Sınıf içinde karşıt gruplar oluştururken, takım kurma yöntemleri ortak noktaları harekete geçirecek şekilde vurgulanmalıdır. Örneğin burada krizin kendisinden ziyade ihtiyaç duyulan desteğe odaklanabiliriz. Ve karşıt gruplar, daha iyi nasıl destek sağlanabilir konusunda yarışırlar.
ÇOCUKLARI RAHATLATICI AKTİVİTELER YAPILMALI
4. İnsani krizlere ilişkin korkulara nasıl yanıt verebilirim?
Çocukların duygularını ciddiye almak önemlidir. Örneğin yenilenen doğal afetler gibi korkular önemli koruyucu duygulardır. Çocuğa bu duygunun var olmasının normal olduğu sinyalini vermeliyiz. Aynı zamanda şunu da ifade etmek oldukça önemlidir: Yalnız değilsin, ben senin için buradayım, birisi seni kolluyor. Güven duymak, çocuğun duygusal gelişiminde önemli bir güç ve koruma faktörüdür.

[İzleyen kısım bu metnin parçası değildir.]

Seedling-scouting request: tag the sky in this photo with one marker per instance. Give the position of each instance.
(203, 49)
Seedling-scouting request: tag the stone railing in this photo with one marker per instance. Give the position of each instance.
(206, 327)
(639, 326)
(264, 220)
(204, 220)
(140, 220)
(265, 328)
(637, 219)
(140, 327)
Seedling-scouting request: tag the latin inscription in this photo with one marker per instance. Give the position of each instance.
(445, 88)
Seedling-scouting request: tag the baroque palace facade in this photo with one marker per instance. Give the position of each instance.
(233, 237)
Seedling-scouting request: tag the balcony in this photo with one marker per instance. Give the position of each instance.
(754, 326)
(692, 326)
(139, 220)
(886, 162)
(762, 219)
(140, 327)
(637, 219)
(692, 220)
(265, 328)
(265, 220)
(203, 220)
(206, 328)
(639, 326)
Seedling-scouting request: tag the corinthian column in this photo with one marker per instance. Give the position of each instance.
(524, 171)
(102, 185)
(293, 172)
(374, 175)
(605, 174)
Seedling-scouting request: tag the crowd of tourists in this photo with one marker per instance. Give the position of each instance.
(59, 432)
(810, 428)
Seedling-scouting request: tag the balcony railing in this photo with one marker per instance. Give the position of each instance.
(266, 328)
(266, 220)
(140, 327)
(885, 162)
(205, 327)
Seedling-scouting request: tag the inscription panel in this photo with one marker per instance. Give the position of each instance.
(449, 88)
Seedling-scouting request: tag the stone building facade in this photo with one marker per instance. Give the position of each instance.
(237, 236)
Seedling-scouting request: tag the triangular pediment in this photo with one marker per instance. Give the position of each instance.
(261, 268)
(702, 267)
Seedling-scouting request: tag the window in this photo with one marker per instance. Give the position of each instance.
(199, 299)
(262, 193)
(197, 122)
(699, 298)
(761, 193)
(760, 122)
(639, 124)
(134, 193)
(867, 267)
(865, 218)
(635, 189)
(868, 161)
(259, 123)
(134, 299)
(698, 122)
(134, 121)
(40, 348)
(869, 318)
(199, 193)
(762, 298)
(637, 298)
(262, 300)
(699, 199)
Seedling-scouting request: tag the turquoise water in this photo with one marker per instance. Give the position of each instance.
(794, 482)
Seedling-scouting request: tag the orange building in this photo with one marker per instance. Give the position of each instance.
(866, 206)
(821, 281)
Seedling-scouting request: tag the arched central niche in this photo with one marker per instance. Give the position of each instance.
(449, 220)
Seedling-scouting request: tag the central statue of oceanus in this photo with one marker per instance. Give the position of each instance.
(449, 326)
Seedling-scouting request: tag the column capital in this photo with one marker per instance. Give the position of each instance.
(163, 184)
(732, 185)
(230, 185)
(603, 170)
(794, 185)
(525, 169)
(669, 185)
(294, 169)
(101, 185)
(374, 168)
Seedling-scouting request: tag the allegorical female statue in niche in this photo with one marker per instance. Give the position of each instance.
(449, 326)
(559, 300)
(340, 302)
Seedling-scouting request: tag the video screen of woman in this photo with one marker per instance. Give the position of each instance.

Kendimiz de korkularımızla şimdi ve burada kalmaya dikkat etmeliyiz: Bilinçli medya tüketimi, şu anda güvende olduğumuzu fark etmemize yardımcı olabilir, böylece bunu çocuğa da gösterebiliriz.
Dolayısıyla çocuklara duygularını göstermeleri ve duyarlı olmaları için fırsat vermek önemlidir. Aynı zamanda, basit egzersizlerle bir denge oluşturabilir ve odağı hafif, güçlendirici duygulara yönlendirebiliriz: Bugün ne için minnettarız? Bugün özellikle güzel olan neydi? Özellikle zor dönemlerde, bu olumlu deneyimleri vurgulamak ve olumlu anıları pekiştirmek önemlidir.
Çocuklara duygularını yönlendirebileceklerini ve etkileyebileceklerini öğretebilir, bunu deneyimlemelerini sağlayabiliriz. Bu amaçla nefes egzersizleri veya rahatlama hikayeleri gibi birçok yöntem kullanılabilir.